Seminar Modern Programming Languages (Winter 2025/26)
Type: | Seminar |
---|---|
Programs: | BSc CS, ITS, AI |
Organizer: | Vladimir Lysikov |
Time and Place: |
see below |
First meeting: | TBD |
Credits: | 3 CP |
Contact time: | 2 SWS |
Language: | English |
Course number: | 212115 |
Links: | VVZ |
Course Description
Computing is ubiquitous in our daily life; it pervades everything from mobile phones and embedded devices to supercomputers and cloud computing infrastructure. Given these vastly different platforms and use cases, there is a wide variety of programming languages - they differ in the target domains they are designed for, the paradigms they follow and the concepts they are built on, and the features and abstractions that they offer programmers to express computations clearly and robustly. In this seminar you will have the opportunity to explore a variety of modern programming languages and their key features.
How can I join?
To apply for this seminar, please see the Moodle course of the faculty.
How does it work?
You will each study one programming language, with an emphasis on certain key features (see the list below for possible choices). You will present the results of your investigations to your peers and also provide a written report. When preparing your report and presentation, please think carefully about the underlying motivations, fundamental concepts, instructive examples, and possible application scenarios. Work out similarities between the language that you are presenting and other languages that you know from your studies.
In addition, you will be asked to peer-review two of your fellow students’ contributions. This will allow you to learn from each other and get acquainted with good scientific practice.
This semester we will experiment with a new format. After the kick-off meeting, where topics will be distributed, you will work on your report and presentation.
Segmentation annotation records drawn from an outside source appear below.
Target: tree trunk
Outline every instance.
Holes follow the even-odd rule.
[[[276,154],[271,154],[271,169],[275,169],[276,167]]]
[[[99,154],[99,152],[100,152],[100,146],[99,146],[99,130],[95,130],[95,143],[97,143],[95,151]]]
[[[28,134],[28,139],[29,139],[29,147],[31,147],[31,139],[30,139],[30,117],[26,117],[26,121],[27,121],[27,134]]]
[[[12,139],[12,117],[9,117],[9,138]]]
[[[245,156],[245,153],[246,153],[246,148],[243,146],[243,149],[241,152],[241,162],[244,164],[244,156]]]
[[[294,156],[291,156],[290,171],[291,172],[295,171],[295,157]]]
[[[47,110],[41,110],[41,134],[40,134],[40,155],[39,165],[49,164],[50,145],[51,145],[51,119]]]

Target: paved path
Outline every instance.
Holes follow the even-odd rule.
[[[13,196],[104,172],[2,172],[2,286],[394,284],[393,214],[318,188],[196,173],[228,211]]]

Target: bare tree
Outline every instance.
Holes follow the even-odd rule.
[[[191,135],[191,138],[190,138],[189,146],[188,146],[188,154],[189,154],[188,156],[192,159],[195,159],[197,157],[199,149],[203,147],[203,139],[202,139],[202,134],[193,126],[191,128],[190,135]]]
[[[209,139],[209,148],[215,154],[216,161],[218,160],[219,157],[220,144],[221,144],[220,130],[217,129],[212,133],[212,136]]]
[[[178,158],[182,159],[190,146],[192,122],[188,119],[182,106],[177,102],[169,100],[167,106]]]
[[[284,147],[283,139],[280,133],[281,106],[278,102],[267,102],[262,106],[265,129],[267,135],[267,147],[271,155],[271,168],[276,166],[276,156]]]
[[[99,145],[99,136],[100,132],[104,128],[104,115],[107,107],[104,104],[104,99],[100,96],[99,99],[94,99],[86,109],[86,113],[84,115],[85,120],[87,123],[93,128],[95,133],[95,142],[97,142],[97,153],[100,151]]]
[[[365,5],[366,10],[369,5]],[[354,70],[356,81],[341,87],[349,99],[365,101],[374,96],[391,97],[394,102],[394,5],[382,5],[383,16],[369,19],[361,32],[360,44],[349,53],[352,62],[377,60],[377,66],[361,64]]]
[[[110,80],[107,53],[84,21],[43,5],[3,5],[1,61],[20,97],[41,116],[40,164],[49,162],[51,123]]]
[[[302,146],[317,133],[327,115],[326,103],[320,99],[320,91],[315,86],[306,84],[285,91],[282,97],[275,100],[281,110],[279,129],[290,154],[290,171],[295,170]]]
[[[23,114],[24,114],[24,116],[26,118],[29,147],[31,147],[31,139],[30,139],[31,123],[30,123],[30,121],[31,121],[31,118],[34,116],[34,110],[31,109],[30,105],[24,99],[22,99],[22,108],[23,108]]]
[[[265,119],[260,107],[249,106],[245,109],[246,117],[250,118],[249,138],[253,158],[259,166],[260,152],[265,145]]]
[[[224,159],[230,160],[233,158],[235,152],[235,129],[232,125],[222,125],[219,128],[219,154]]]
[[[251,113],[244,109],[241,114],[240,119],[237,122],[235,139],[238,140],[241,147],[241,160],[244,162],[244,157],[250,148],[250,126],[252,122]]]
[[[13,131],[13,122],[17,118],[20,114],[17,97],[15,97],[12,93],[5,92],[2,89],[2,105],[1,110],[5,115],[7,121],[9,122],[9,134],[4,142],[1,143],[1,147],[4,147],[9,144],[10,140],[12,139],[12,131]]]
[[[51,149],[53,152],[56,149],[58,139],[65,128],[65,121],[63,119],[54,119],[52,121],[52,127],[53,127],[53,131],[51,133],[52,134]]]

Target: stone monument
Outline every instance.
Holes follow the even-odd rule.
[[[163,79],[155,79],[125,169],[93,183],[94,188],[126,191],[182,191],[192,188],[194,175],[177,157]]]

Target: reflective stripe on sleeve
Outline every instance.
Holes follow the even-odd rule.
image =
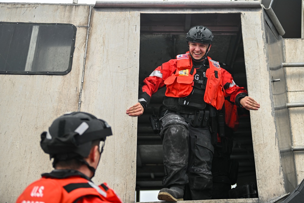
[[[163,74],[160,71],[154,71],[152,72],[149,76],[156,76],[159,78],[163,78]]]
[[[237,87],[239,86],[238,85],[235,84],[235,82],[234,81],[233,81],[233,80],[232,80],[232,82],[230,83],[230,85],[229,85],[229,87],[231,87],[235,85],[236,85]]]

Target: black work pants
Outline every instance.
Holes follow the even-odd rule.
[[[195,128],[175,114],[167,114],[161,121],[165,173],[163,184],[184,189],[184,200],[211,199],[213,147],[209,130]]]

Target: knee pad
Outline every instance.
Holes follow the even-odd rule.
[[[188,129],[188,124],[182,116],[178,114],[171,113],[168,114],[160,119],[162,128],[163,128],[169,125],[177,124],[182,125]]]

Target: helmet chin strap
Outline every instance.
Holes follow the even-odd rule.
[[[203,56],[203,57],[199,59],[196,59],[193,57],[192,55],[191,54],[191,52],[190,52],[190,48],[189,45],[189,42],[188,42],[188,48],[189,49],[189,54],[190,54],[190,56],[191,56],[191,58],[192,60],[195,61],[196,62],[199,62],[201,61],[202,59],[205,60],[207,58],[207,56],[208,56],[208,52],[209,52],[209,48],[210,48],[210,46],[211,46],[211,44],[209,44],[209,45],[208,45],[208,47],[207,48],[207,51],[206,51],[206,53],[205,53],[205,55]]]

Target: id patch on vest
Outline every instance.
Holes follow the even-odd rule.
[[[178,71],[178,76],[188,76],[189,74],[189,70],[188,69]]]
[[[181,54],[179,55],[178,55],[176,56],[176,58],[178,60],[180,60],[181,59],[183,59],[185,58],[188,59],[188,57],[189,55],[188,55],[188,54]]]
[[[221,67],[219,66],[219,64],[218,62],[210,59],[209,59],[209,60],[210,60],[210,62],[212,63],[212,65],[213,65],[213,66],[217,68],[218,68],[220,70],[221,69]]]

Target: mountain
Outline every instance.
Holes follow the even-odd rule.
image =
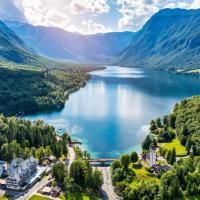
[[[39,54],[55,59],[104,62],[117,56],[131,42],[133,32],[81,35],[56,27],[5,21]]]
[[[0,21],[0,60],[21,64],[35,63],[37,55],[11,29]]]
[[[134,34],[117,63],[162,70],[200,66],[200,9],[164,9]]]

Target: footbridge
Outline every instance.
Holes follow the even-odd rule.
[[[89,162],[92,166],[110,166],[116,158],[97,158],[90,159]]]

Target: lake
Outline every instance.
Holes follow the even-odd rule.
[[[176,102],[200,94],[200,78],[108,67],[91,73],[59,112],[27,116],[43,119],[83,142],[94,158],[115,158],[140,151],[149,122],[169,114]]]

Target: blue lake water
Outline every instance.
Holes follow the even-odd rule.
[[[179,100],[200,94],[200,78],[133,68],[108,67],[72,94],[59,112],[43,119],[83,142],[92,157],[140,151],[151,119],[169,114]]]

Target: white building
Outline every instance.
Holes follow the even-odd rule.
[[[147,158],[148,158],[148,164],[150,167],[152,167],[153,165],[156,164],[156,148],[155,147],[152,147],[150,149],[150,152],[149,152]]]
[[[11,190],[25,189],[36,172],[37,161],[33,156],[26,160],[13,159],[6,179],[7,188]]]
[[[0,160],[0,178],[7,175],[7,163]]]

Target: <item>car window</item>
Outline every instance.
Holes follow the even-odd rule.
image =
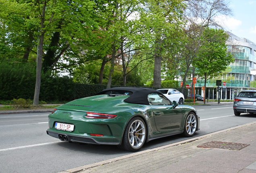
[[[125,90],[110,90],[106,91],[104,94],[108,95],[110,97],[123,95],[131,95],[133,93]]]
[[[161,90],[157,90],[157,91],[159,91],[162,93],[163,94],[167,94],[167,93],[168,93],[168,90],[161,89]]]
[[[164,96],[156,93],[149,94],[148,100],[151,105],[172,105],[170,101]]]
[[[171,94],[174,94],[174,90],[170,90],[169,93],[171,93]]]
[[[256,92],[241,92],[237,96],[238,97],[251,97],[256,98]]]
[[[178,90],[173,90],[173,94],[180,94],[180,91]]]

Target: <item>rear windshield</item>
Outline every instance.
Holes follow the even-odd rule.
[[[242,92],[240,93],[237,97],[256,98],[256,92]]]
[[[107,94],[111,97],[130,95],[133,94],[131,91],[128,91],[125,90],[110,90],[107,91],[102,94]]]
[[[162,93],[162,94],[167,94],[168,92],[168,90],[157,90],[157,91],[159,92]]]

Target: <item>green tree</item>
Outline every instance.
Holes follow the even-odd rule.
[[[37,105],[44,52],[43,46],[46,40],[49,40],[48,36],[50,37],[54,32],[62,31],[62,33],[66,32],[64,34],[66,36],[64,37],[66,43],[64,47],[66,49],[69,45],[73,44],[73,48],[75,48],[75,45],[77,44],[76,42],[72,41],[74,38],[78,40],[88,38],[88,36],[94,30],[97,25],[92,20],[94,17],[92,14],[94,2],[89,0],[75,2],[53,0],[17,2],[11,0],[2,1],[0,4],[2,6],[4,5],[15,7],[5,8],[4,12],[21,16],[20,18],[24,20],[22,22],[23,24],[29,26],[27,28],[32,26],[35,26],[34,28],[39,28],[36,81],[33,103],[34,105]],[[60,28],[61,21],[62,27]],[[62,25],[62,24],[64,24]],[[70,35],[72,36],[70,37]],[[56,57],[57,58],[59,58],[62,54],[61,53],[63,53],[66,50],[65,48],[62,50],[62,52],[60,52],[59,56]],[[73,50],[75,52],[76,50]]]
[[[192,64],[196,69],[196,72],[204,76],[206,87],[206,80],[225,71],[234,59],[227,52],[226,42],[228,35],[223,30],[206,28],[203,35],[208,41],[200,48]]]
[[[181,31],[184,4],[179,0],[148,0],[140,16],[145,30],[142,34],[150,45],[150,54],[155,60],[154,86],[161,87],[161,66],[167,49],[176,50],[179,42],[177,35]]]

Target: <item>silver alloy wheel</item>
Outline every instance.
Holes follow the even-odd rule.
[[[145,131],[144,124],[141,121],[137,119],[132,123],[129,129],[129,141],[132,148],[139,148],[144,143]]]
[[[193,135],[196,130],[196,117],[194,114],[190,114],[186,120],[186,130],[190,135]]]

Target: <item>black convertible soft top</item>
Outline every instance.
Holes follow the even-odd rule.
[[[94,95],[109,94],[111,91],[128,91],[126,95],[130,95],[130,97],[124,100],[124,101],[130,103],[135,103],[141,105],[149,105],[148,100],[148,95],[152,93],[157,93],[161,95],[163,94],[161,92],[153,89],[147,88],[137,87],[118,87],[112,88],[105,89]]]

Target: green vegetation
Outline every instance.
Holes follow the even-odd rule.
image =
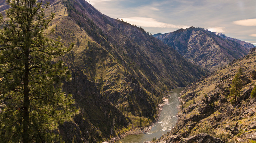
[[[37,1],[7,0],[7,19],[0,17],[1,142],[61,141],[56,130],[73,114],[72,95],[62,91],[71,72],[53,62],[72,47],[44,37],[54,14],[46,19],[49,3]]]
[[[251,91],[251,96],[252,98],[256,97],[256,86],[254,86],[254,87]]]
[[[226,142],[232,142],[232,141],[230,141],[230,139],[232,137],[228,132],[224,130],[215,129],[206,123],[202,123],[198,126],[196,131],[193,132],[192,134],[195,135],[201,133],[207,134]],[[230,142],[228,141],[229,141]]]
[[[238,72],[236,74],[232,80],[231,87],[229,89],[230,90],[229,96],[232,97],[230,100],[231,103],[236,103],[237,97],[240,96],[243,86],[242,81],[240,79],[240,76],[242,74],[242,70],[241,68],[240,68]]]

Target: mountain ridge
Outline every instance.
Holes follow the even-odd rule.
[[[177,135],[190,138],[202,133],[225,142],[255,141],[256,98],[251,94],[256,87],[256,59],[254,48],[247,55],[186,87],[181,94],[177,123],[155,142],[173,142],[168,141]],[[236,103],[230,89],[240,68],[242,92]]]
[[[156,36],[188,60],[210,72],[241,57],[249,49],[204,28],[191,27]]]

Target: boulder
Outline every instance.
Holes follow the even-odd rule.
[[[256,79],[256,71],[252,71],[250,72],[250,74],[251,75],[252,79]]]
[[[232,127],[230,129],[230,131],[234,135],[236,135],[239,132],[238,129],[235,127]]]
[[[188,138],[183,138],[179,142],[179,143],[191,142],[224,143],[225,142],[222,141],[219,138],[211,136],[207,134],[201,133]]]
[[[256,122],[251,123],[248,125],[248,128],[251,129],[256,129]]]
[[[183,138],[179,135],[173,135],[169,137],[166,141],[159,141],[159,143],[224,143],[225,142],[220,139],[211,136],[207,134],[201,133],[193,136]]]

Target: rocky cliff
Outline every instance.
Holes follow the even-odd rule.
[[[187,137],[201,133],[226,142],[255,142],[256,98],[251,92],[256,84],[256,61],[254,48],[247,56],[187,86],[181,93],[176,126],[156,142],[171,142],[168,139],[172,135]],[[240,68],[242,92],[234,102],[230,87]]]
[[[46,33],[54,28],[49,38],[75,44],[58,59],[72,72],[63,90],[73,94],[78,109],[59,127],[67,142],[99,142],[148,126],[168,90],[207,73],[142,28],[104,15],[84,0],[50,2],[45,15],[55,15]],[[4,13],[8,6],[0,4]]]
[[[155,36],[173,47],[189,61],[211,72],[242,57],[250,49],[200,28],[181,29]]]

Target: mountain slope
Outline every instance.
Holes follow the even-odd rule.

We will then have a final session in the spirit of a block seminar, where everyone presents their results.
Language choices
- Rocq (formerly Coq; concepts covered in the first three chapters in this book)
- Julia (multiple dispatch, metaprogramming and macros, arrays, vectorization and broadcasting)
- CUDA (a platform, not a language; programming model, kernels, C++ language extensions, tooling)
- Rust (ownership and borrowing, error handling and
?
operator, traits, smart pointers) - Go (error handling,
defer
, channels and goroutines, garbage collection,go generate
) - GLSL (graphics pipeline, vertex/fragment/geometry/compute shaders, samplers, uniform, …)
- Racket (tail recursion, pattern-based macros, continuations, contracts)
- Dart (null safety, type system, Flutter integration, concurrency)
- Zig (memory management, error handling, generics,
comptime
, reflection) - Haskell (type classes, lazy evaluation, purity,
IO
and other monads,do
notation) - Idris 2 (dependent types, multiplicities, theorem proving)
- WebAssembly (virtual machine, instruction set, execution environment)
- Jai (metaprogramming and compile-time execution, context handling incl. allocators)
- JAX (a DSL; autograd,
vmap
andpmap
, XLA andjit
, how it works under the hood) - Kotlin (null safety, extension functions, data classes and sealed classes, coroutines and asynchronous programming, higher-order functions and lambdas, reflection)
- OCaml (type inference, algebraic data types and pattern matching, modules and functors)
- TypeScript (type inference and narrowing, generics,
keyof
, conditional types, mapped types, template literal types)
Please contact us in case you would like to make your own suggestion.
Recommended prior knowledge
Good familiarity with at least one programming language (such as Python or Java) and programming paradigm (such as object-oriented or functional programming).
Learning outcomes
In this seminar, you will obtain insight into a variety of modern (or otherwise relevant) programming languages and some of their key features and concepts. This will help you prepare for a BSc project in the theory of programming languages, but also teach you practical skills that are useful in adjacent fields such as software engineering. In addition, you get to practice some fundamental skills: independent literature search and comprehension; distilling the essence of a research topic into a report; time management; giving feedback; the scientific peer-review process.
Schedule
Date | Agenda |
---|---|
Oct-Dec 2025 | Meetings with supervisors (please contact Vladimir and Maxim) |
Jan 2, 2026 | Submit preliminary final report |
Jan 14, 2026 | Submit peer reviews on two other reports |
Jan 28, 2026 | Submit final report |
Jan 30, 2026 | Final presentation day |
All submissions to be done via moodle.
Assessment
To get credit for this course, you need to the following by the deadlines listed above:
- submit a preliminary and final version of your final report (max. 10 pages excl. references; you must use LaTeX with the “ACM Journals Primary Article Template” template, see this overleaf link template, and use the following document class:
\documentclass[acmsmall,screen,nonacm,review]{acmart}
). - prepare two peer reviews on draft reports submitted by other participants (max. 1 page each)
- give a 20 minute presentation (followed by around 10 minutes of discussion and feedback) and attend the presentations of your peers
Your grade will be computed as follows: 50% * report + 40% * presentation + 10% peer review.